Quando la puntualità non è un concetto astratto

Quando la puntualità non è un concetto astratto
 
Quando la puntualità non è un concetto astratto
 
 
Normalmente ognuno di noi, quando fissa un incontro, stabilisce un’ora precisa, è così anche se altri decidono il momento, per esempio un appuntamento dal dentista o dall’oculista o dal parrucchiere. Non rispettando l’orario, tutto può “saltare”. E figuriamoci se si tratta di incontrare un cliente per un affare, o di presentarsi a un colloquio di lavoro, un esame. 
 
Benché la filosofia del “time is money” abbia contagiato il mondo del business ad ogni latitudine, nelle relazioni interpersonali sembra la puntualità sia un “optional”, almeno da noi. Cinque, dieci minuti sono tollerati, anzi, talvolta si fa leva su questo lasso temporale. Eppure, rispettare un orario, secondo il nostro Galateo, è un modo di esprimere rispetto per le persone, per l’evento e per le regole del buon vivere sociale. 
 
Certo, il concetto del tempo non è una categoria fissa, assoluta, in ogni cultura dalle più antiche alle contemporanee gli viene dato un significato e una rappresentazione differente.
Succede ad esempio che in certe popolazioni il tempo inteso come “orario” sia vissuto come assolutamente relativo e ciò sembrerebbe connesso ad una visione della vita, indubbiamente meno frenetica della nostra occidentale. Cosicché, soprattutto nei paesi e regioni a clima caldo, tropicale, non viene quasi dato alcun valore al “ritardo”. 
 
In un libro che ho recentemento letto, mi ha colpito la maniacale pignoleria della popolazione elvetica, non per niente Svizzera è considerata la patria degli orologi. Pignoleria che non riguarda solo l’ordine e la pulizia, ma regola tutte le azioni dei cittadini e a cui i numerosi stranieri presenti sul suo suolo devono adeguarsi, pena sonore, educative, multe. 
Va bene che i treni sono notoriamente in perfetto orario e che in Stazione può capitare, rarissimamente, di sentire l’annuncio “Ci scusiamo con i gentilissimi passeggeri, il treno in arrivo subirà un ritardo di 2 minuti” (avete letto bene, 2 minuti!), però come si può convivere con la consuetudine di stabilire l’orario di inizio e di fine di una festa, di un ricevimento?
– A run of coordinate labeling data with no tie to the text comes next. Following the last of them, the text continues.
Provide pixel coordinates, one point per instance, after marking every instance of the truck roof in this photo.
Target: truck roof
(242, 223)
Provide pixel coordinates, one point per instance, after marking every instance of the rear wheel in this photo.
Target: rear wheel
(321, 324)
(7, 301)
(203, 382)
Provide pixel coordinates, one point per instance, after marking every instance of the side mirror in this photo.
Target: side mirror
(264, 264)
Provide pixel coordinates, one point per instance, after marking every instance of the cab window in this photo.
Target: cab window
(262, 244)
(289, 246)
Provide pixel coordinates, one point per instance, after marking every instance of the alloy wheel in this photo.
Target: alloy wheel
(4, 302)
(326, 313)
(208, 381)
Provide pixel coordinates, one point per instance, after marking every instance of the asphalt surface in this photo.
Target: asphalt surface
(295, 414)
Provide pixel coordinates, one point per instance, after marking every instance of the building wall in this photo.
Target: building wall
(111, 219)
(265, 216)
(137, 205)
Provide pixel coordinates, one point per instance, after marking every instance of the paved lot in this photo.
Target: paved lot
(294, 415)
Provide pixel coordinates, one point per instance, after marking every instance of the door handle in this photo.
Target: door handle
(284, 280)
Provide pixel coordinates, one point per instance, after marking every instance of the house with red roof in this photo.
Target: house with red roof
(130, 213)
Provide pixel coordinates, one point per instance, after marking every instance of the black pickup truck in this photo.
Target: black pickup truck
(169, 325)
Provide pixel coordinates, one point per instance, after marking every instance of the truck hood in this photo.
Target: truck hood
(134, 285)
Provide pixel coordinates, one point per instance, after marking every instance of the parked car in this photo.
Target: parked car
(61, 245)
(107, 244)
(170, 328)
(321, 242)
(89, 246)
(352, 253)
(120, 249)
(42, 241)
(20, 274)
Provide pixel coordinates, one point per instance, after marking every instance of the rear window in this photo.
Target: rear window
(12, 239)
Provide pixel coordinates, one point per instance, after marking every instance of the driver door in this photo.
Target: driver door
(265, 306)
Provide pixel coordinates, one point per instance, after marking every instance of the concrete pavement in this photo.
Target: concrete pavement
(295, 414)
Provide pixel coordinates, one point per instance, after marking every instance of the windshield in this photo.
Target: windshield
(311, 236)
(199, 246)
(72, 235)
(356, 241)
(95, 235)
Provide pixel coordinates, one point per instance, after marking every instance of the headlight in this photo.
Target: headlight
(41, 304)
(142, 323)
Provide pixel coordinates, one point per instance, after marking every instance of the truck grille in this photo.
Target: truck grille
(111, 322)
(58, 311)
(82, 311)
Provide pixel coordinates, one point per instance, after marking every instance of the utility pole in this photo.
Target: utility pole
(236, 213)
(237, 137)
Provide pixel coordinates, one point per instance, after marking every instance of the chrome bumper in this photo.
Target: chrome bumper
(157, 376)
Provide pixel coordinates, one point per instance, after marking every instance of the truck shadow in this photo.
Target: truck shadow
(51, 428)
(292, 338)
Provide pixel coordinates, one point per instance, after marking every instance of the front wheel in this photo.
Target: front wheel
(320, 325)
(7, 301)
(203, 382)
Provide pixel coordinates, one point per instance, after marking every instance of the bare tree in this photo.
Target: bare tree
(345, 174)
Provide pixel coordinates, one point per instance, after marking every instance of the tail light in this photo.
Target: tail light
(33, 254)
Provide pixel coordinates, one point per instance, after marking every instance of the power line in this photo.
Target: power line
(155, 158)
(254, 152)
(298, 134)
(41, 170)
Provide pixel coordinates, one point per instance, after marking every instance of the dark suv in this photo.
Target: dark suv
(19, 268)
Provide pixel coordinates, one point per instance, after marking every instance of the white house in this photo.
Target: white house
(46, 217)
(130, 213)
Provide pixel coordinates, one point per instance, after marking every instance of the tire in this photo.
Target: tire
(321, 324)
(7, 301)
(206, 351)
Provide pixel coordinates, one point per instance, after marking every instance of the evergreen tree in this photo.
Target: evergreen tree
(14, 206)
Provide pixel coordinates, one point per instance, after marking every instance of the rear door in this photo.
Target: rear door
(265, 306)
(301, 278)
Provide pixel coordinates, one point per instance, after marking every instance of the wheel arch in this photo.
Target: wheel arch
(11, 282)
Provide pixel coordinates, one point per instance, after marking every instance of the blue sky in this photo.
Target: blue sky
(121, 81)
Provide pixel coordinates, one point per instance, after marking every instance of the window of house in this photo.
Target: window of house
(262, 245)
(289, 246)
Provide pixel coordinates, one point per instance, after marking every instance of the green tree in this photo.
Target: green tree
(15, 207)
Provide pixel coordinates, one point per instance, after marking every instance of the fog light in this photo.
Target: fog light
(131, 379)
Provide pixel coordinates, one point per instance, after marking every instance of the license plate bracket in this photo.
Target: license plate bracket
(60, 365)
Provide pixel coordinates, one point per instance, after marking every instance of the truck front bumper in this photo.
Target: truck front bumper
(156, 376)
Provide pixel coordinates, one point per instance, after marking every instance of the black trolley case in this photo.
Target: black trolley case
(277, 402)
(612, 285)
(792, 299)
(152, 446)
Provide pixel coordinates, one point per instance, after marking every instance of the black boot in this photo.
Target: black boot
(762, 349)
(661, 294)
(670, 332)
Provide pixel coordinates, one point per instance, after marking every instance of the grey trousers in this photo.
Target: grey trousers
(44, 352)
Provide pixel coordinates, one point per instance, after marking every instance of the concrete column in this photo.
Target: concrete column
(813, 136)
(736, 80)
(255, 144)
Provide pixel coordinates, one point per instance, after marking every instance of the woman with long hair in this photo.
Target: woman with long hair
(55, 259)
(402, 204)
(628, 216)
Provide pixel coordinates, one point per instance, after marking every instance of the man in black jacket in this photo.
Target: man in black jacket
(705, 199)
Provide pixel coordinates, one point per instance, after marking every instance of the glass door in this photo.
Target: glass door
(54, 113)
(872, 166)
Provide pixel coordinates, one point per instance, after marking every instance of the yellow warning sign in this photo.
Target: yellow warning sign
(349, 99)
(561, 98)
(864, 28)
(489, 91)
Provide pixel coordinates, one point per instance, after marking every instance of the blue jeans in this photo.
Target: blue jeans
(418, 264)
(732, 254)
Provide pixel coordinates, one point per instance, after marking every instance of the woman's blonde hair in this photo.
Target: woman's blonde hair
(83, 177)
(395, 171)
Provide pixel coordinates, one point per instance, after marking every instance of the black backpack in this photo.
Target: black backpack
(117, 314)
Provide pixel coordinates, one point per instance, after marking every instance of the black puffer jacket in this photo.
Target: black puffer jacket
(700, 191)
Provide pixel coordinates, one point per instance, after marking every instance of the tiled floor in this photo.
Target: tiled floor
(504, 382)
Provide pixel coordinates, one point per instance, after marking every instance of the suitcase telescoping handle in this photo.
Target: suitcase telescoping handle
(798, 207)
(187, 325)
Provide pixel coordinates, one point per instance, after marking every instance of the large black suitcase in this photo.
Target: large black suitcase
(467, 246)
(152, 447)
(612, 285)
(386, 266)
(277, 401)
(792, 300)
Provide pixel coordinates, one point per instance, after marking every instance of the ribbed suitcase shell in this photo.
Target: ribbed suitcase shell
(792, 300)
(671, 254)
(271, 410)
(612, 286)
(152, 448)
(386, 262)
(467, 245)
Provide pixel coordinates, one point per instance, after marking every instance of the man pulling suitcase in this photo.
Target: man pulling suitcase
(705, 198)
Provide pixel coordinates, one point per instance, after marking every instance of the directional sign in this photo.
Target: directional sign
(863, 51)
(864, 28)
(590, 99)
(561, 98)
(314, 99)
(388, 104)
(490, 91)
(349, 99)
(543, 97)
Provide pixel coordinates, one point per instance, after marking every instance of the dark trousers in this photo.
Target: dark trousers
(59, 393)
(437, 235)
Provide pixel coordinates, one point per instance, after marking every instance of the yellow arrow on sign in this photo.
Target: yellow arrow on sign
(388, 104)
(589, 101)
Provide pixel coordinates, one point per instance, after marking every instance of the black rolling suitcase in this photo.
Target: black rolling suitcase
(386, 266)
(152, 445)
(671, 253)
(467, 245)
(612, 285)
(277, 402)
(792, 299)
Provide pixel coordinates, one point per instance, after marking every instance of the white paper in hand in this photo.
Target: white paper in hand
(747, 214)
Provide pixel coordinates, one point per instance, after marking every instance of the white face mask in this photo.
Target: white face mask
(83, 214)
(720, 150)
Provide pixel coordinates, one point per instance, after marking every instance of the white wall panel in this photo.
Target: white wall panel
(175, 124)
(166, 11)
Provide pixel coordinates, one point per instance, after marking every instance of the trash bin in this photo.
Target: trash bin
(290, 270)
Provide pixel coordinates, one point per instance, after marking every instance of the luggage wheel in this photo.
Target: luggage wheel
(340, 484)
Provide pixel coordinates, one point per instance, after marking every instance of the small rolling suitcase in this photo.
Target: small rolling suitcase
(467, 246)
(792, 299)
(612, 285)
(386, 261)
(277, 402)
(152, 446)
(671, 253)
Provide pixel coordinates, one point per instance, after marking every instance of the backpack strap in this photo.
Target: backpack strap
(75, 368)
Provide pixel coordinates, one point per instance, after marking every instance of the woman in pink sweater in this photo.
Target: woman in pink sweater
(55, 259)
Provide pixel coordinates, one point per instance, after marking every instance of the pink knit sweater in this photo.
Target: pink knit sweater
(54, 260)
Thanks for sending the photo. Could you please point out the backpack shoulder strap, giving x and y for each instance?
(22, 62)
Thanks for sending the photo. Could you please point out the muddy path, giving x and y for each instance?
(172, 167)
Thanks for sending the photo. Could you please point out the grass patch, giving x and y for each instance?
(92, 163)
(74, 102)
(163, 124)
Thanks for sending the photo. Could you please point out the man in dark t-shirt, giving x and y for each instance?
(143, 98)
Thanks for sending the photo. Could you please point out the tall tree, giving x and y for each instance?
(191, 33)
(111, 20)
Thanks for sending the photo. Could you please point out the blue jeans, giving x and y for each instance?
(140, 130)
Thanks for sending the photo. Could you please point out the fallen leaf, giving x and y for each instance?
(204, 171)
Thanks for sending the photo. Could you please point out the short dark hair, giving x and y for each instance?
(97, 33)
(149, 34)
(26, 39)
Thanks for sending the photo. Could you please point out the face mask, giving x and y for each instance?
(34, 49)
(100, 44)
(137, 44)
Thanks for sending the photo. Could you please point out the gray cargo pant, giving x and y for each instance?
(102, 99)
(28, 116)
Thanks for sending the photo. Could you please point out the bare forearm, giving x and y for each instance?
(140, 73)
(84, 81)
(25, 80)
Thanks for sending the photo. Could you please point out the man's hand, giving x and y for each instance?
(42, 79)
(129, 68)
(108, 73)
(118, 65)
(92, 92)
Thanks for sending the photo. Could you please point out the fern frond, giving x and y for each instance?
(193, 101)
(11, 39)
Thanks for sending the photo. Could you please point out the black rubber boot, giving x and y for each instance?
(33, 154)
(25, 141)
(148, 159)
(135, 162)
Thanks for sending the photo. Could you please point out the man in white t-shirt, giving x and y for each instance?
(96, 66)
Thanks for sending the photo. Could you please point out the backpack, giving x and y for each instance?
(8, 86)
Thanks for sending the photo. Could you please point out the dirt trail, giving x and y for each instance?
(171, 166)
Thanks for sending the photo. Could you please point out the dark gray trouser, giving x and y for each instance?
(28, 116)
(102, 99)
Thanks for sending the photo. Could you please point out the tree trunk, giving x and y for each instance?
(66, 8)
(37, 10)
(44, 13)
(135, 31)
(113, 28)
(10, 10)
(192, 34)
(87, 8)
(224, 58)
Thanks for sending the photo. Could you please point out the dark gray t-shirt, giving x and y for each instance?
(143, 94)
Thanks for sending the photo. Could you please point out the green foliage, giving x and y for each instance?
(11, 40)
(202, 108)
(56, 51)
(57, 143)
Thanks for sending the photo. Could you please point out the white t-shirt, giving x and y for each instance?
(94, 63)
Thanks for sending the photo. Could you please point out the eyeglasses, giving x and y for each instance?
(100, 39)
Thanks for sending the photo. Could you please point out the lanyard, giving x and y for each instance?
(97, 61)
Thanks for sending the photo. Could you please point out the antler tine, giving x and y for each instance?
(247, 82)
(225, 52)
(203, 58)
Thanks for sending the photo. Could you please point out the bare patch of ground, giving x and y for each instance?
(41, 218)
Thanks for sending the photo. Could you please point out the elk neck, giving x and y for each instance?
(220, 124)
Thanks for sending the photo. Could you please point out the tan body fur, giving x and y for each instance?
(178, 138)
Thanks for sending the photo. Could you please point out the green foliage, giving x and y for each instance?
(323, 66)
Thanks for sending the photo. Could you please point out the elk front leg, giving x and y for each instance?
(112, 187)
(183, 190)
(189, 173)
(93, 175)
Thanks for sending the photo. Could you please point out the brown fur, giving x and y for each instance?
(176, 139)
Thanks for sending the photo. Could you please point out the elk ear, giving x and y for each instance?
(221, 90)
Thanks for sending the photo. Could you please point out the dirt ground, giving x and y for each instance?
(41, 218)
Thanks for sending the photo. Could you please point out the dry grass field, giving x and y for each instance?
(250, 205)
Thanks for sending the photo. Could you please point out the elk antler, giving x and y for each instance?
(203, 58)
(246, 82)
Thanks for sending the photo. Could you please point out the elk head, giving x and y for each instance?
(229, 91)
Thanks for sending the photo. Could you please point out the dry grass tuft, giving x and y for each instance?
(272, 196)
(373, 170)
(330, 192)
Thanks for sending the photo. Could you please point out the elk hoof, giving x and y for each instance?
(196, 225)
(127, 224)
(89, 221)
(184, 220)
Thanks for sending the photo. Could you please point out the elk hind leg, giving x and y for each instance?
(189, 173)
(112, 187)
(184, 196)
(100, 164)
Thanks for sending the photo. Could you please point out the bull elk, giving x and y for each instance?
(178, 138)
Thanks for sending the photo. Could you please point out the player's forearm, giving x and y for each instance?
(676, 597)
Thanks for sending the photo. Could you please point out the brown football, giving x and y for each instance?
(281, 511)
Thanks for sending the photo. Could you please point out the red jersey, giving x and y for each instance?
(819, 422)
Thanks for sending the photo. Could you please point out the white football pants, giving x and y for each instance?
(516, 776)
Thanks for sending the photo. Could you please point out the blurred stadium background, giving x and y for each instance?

Consuetudine svizzera e, leggendo il libro, ho scoperto pure olandese, e chissà se di altri popoli nordici, devo indagare.
Potremmo mai abituarci noi, popoli latini, di scrivere su un invito che la festa di compleanno, la cena di pensionamento, il ricevimento di matrimonio inizia alle ore X e termina alle ore Y? 
Perderemmo di colpo tutte le amicizie. 
 
Per contro, nella nostra calda ospitale Italia Meridionale, quando dicono “ci vediamo verso le…” è da quell’ora in avanti che ti aspettano, e si stupiscono se arrivi proprio a quell’ora in punto, anche loro si preparano “da quell’ora in poi”!
 
Io non sono rigorosa come gli svizzeri e nemmeno placida come da Roma in giù, ma se i miei ospiti invitati a pranzo si presentassero alla spicciolata, il risotto approntato a puntino per essere servito all’ora che ho detto li andrebbe a cercare fino in strada ... (*).
 
Maura Sacher
(*) Per chi non capisse il senso, era un detto di mio padre da interpretare così: “il riso è così scotto che i chicchi sono così lungi che per poco arrivano giù per le scale”.